Нашего г-на Кашкина как ветром сдуло. Через пару часов он передал нам все судовые регистровые документы (без отражения факта деформации этой 5-ти тонной стрелы). И мы без задержек снялись в порт Одесса для погрузки сахара для порта Момбаса.

Стрелу отремонтировали в Одесском СРЗ. Потом при моём возвращении в Мариуполь главный инженер И.З. Болюх детально расспросил о неудачном испытании: «Возможно, боцман специально излишне отдал тормоз в доказательство своей правоты?» Тогда я пояснил, что из положения покоя сдвинуть барабан лебёдки труднее, поэтому стопор пришлось отдавать больше, чем при остановке барабана… В результате из экипажа никто не был признан виновным, а с инспекторами из Новороссийска главный инженер спорить не стал.

К моменту принятия дел старшего помощника тб/х «Иван Сеченов» мне удалось побывать в институте ОИИМФ и прослушать вместе со студентами лекции, весьма богатых по содержанию, известного корабела доцента Константина Владимировича Кохановского.
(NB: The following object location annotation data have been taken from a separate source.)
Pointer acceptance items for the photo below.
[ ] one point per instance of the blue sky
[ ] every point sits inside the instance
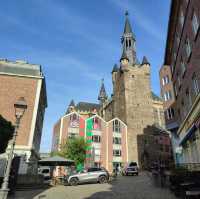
(77, 42)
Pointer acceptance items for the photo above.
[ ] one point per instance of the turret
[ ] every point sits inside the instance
(102, 94)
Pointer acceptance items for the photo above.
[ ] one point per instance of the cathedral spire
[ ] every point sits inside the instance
(128, 41)
(102, 94)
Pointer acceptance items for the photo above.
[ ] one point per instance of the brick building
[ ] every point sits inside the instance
(107, 140)
(21, 79)
(182, 55)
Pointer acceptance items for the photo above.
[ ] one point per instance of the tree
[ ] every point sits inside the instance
(74, 149)
(6, 133)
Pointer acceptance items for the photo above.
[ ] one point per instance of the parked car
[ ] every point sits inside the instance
(45, 171)
(131, 169)
(93, 174)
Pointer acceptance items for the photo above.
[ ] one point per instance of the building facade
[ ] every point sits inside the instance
(106, 141)
(182, 55)
(21, 79)
(132, 101)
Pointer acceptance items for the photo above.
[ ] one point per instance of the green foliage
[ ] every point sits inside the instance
(6, 133)
(74, 149)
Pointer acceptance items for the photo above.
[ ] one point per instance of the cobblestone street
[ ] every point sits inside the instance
(131, 187)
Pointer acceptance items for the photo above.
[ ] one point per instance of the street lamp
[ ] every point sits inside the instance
(20, 107)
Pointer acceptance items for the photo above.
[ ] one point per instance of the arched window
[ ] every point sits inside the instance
(116, 126)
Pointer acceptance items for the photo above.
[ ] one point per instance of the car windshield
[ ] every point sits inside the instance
(133, 164)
Изложил он нам методы прочностных расчётов различных грузовых устройств и их такелажа. Действительно, диаметр, например, оттяжки, зависит не только от грузоподъёмности стрелы, её длины, типа троса, а также от места закрепления её на борту судна.

В жизни, как говорится, как на долгой ниве, — всякое встречается. Позже, когда я уже стал капитаном на т/х «Фирюза» мне довелось вновь столкнуться с Иваном Петровичем в итальянском порту Генуя, где тб/х «Иван Сеченов» загружался оборудованием на Союз.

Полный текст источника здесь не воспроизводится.